Will They Like It? Yes.
| BOSTON
Ask kids for a quick list of cool summer entertainment and listen for the usual suspects: in-line skates, video games, a movie, maybe a book.
Then tell them they overlooked a key option: the pipe organ.
That's right, that majestic, pew-rattling, complicated king of instruments -- friend of Bach and a resonant voice in cathedrals. It may not seem to have the makings of a summer teen blockbuster. Many kids probably don't even know what one looks like. But to more than a few enthusiastic teens, the pipe organ is providing a resounding introduction this summer to one of the older forms of surround-sound.

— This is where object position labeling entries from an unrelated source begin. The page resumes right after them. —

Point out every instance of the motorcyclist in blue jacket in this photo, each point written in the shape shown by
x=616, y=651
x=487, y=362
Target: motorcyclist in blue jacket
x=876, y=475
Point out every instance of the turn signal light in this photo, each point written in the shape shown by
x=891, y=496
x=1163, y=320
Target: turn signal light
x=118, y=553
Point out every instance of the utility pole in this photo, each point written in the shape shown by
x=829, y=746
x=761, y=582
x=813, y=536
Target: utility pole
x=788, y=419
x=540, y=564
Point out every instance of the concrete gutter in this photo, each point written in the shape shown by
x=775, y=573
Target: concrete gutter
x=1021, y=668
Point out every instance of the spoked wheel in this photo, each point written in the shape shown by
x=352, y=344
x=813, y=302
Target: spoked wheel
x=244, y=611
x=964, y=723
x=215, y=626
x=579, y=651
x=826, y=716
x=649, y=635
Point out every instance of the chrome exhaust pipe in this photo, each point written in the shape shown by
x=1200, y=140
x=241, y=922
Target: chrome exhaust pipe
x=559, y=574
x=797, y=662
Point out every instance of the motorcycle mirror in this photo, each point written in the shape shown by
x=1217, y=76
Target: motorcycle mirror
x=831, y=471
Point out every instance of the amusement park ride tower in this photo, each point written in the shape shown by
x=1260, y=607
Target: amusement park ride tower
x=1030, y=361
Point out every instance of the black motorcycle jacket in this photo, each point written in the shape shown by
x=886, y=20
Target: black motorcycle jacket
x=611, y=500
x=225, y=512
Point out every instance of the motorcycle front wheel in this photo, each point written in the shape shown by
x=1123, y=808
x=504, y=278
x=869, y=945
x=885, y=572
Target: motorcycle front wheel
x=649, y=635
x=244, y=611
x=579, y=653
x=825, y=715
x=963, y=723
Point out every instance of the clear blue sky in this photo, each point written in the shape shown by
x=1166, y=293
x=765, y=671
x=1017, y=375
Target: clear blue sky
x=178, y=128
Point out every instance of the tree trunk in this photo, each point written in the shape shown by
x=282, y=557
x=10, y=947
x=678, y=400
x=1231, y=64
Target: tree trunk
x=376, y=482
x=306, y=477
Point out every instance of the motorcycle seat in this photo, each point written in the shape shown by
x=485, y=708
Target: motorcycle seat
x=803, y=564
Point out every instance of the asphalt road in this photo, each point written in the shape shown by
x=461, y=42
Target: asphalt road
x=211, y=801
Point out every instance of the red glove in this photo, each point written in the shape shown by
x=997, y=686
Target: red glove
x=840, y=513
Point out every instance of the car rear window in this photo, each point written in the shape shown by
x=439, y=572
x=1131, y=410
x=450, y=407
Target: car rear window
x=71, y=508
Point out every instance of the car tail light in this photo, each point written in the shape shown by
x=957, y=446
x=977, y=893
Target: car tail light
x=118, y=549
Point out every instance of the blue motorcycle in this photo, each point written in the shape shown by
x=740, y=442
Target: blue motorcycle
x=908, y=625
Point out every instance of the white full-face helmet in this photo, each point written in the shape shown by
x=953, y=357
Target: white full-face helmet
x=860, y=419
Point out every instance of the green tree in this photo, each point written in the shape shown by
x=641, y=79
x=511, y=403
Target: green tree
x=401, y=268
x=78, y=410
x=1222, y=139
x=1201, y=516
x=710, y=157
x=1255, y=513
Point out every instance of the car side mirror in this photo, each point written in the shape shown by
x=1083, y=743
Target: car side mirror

Just ask the people at Pipe Organ Encounters camps, week-long events for teens held around the United States. A decade ago, the New York-based American Guild of Organists peered into the future and saw very few new faces to fill the benches of the nation's pipe organs. Undeterred by suggestions that the instrument was more linked in teens' minds with wingtips than Nikes, it set up the camps to allow kids to play, listen to, and even crawl inside these musical mammoths.
The camps' popularity goes to show adults shouldn't make assumptions about what students will and won't go for. To be interesting, arts education doesn't have to revolve around cutting-edge media. Just as opera surprised many by striking a chord with young adults, an aristocratic instrument with a centuries-old tradition is showing that it can lure video-generation members.
Granted, these teens are already musicians, typically intermediate-level pianists who are game to get their hands on two keyboards and their feet hovering above even bigger keys. But hey - it's a place where the lightning-quick finger-dancing of video games and some fancy soccer footwork might come in handy. And students and their parents can share the thrill of the instrument's stentorian tones.